Which theory plausibly explains the West’s magnetic attraction?
RADICAL ISLAMIST THEORY: : A secret cabal has tricked the rest of the world into coveting western democracy, freedoms, fads, movies, fashions, hobbies, music and games.
NEUTRAL THEORY: It is “normal” that personal taste would incline most people to prefer such things.
Has any society ever been so flexible, so open to change and so capable of rapidly evolving as the West? By contrast, the ideal of extreme Islamists is incompatible with modernism–partly (see iran) or wholly (see Al Queda/ Taliban). How can a philosphy so bleak, so backward, so stagnant, so totalitarian, so rigid, so suspicious of change and so deeply repulsive in practice win over most people by peaceful means or retain their allegiance after a coup? It is impossible.
Knowing this, radical Islamists deliberately foment xenophobia, encourage conspiracy theories regarding alleged “cultural imperialism” and use force, terror and bribery (for the more gullible and illiterate). In their Perfect World , we would all face a Breszhnevian dark ages forever –ruled by an aristocracy of aged clerics with Koran in one hand and whip in the other. Don’t worry. I’d rate their chance of victory no higher than King Canute’s in his battle with the sea (look up that legend online) or George Armstrong Custer at Little Big Horn.

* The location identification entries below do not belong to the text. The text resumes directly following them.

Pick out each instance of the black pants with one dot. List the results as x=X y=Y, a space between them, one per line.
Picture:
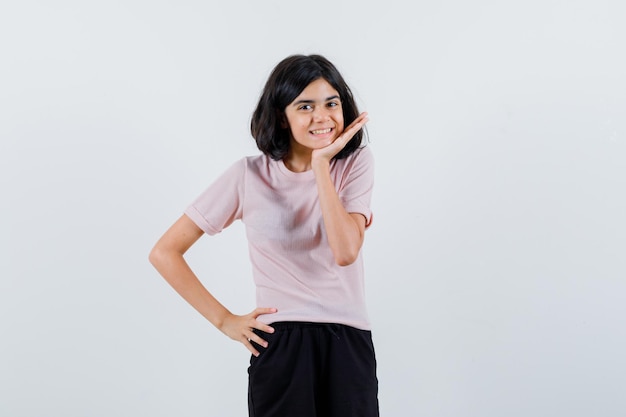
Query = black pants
x=314 y=370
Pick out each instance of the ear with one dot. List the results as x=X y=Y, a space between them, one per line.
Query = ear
x=284 y=123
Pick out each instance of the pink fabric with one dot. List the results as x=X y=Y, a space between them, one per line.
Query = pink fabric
x=292 y=264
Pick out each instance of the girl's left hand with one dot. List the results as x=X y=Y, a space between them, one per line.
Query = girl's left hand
x=328 y=152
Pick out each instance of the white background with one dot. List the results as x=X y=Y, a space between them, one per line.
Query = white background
x=496 y=263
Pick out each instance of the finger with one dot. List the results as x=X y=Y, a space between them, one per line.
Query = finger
x=251 y=348
x=354 y=127
x=263 y=310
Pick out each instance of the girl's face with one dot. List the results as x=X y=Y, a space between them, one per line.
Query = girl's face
x=315 y=117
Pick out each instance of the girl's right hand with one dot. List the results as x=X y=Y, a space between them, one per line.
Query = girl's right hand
x=240 y=328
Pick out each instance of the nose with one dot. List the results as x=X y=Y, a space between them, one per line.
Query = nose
x=321 y=113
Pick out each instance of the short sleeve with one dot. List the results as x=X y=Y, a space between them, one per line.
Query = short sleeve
x=357 y=184
x=221 y=203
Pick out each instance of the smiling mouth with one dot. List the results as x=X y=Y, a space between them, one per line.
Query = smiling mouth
x=322 y=131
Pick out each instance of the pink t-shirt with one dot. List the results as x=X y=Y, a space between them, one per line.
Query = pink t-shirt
x=292 y=264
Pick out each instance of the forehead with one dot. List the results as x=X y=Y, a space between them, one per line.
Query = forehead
x=319 y=89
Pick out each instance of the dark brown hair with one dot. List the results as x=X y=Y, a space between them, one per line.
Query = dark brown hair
x=292 y=75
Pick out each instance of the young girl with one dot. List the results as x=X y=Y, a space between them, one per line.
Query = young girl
x=305 y=203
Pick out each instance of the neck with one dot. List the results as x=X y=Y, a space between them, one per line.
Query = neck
x=298 y=161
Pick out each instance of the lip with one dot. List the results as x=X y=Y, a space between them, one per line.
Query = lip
x=322 y=131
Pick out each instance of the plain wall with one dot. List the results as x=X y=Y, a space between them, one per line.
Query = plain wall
x=496 y=264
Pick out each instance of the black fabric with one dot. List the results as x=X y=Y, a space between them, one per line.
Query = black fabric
x=314 y=370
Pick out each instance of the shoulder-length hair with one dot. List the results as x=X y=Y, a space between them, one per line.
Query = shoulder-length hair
x=292 y=75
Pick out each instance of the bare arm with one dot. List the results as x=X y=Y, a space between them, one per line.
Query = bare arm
x=167 y=256
x=345 y=230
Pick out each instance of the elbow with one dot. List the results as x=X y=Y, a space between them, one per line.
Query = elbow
x=155 y=256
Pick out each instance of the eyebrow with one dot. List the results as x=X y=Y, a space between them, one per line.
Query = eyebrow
x=313 y=101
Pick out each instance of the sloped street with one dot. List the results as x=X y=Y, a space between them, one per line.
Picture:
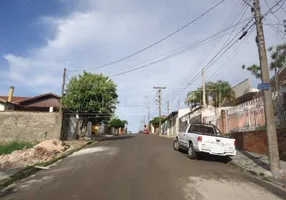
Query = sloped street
x=141 y=167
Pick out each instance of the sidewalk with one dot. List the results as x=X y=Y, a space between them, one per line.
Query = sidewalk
x=258 y=165
x=9 y=176
x=168 y=136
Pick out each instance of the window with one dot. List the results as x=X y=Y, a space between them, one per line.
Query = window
x=195 y=129
x=208 y=129
x=217 y=131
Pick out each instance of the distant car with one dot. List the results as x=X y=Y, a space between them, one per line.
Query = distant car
x=204 y=138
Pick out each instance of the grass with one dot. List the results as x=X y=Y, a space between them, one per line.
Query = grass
x=12 y=146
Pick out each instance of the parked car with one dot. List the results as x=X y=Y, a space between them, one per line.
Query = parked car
x=204 y=138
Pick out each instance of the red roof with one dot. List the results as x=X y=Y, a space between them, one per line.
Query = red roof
x=14 y=98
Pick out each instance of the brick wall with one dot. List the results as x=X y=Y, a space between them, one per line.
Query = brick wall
x=29 y=126
x=256 y=141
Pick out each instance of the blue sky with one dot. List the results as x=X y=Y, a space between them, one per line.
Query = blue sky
x=38 y=38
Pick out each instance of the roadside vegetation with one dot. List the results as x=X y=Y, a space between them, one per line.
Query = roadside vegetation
x=8 y=148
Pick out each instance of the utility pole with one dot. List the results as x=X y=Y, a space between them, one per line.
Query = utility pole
x=63 y=89
x=204 y=87
x=268 y=105
x=148 y=116
x=168 y=107
x=160 y=104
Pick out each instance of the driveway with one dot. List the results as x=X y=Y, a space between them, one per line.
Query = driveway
x=141 y=167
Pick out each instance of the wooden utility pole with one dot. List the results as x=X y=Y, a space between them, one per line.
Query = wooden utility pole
x=63 y=89
x=168 y=107
x=268 y=105
x=160 y=105
x=204 y=87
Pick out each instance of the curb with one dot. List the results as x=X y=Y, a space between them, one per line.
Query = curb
x=262 y=176
x=28 y=171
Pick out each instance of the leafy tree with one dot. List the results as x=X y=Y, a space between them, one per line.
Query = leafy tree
x=223 y=93
x=194 y=98
x=155 y=121
x=219 y=92
x=118 y=123
x=254 y=69
x=93 y=96
x=278 y=60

To grasp what radical Islamists are up against check out the following report. Though the setting may be Indonesia, it could be youth anywhere in the Middle East…or Korea…or China.
More than half of the nation’s 230 million people now have cellphones with access to the Internet and the latest trends overseas. With a more open society in the past 10 years, Western influence is everywhere.
Hipster-oriented stores appear in Jakarta’s Western-style malls. At the youthful FX Sudirman mall, teenagers seek out skinny jeans, ironic T-shirts, and salons specializing in the latest New York look. In nearby Kemang, university students flock to such stores as Monka Magic Vinyl, where the latest record from Arcade Fire is sold alongside fixie bikes.
“Indonesia is becoming homogenized,” says Eka Annash, advertising art director and singer for the popular punk-rockabilly band The Brandals. “We’re borrowing culture from the US.”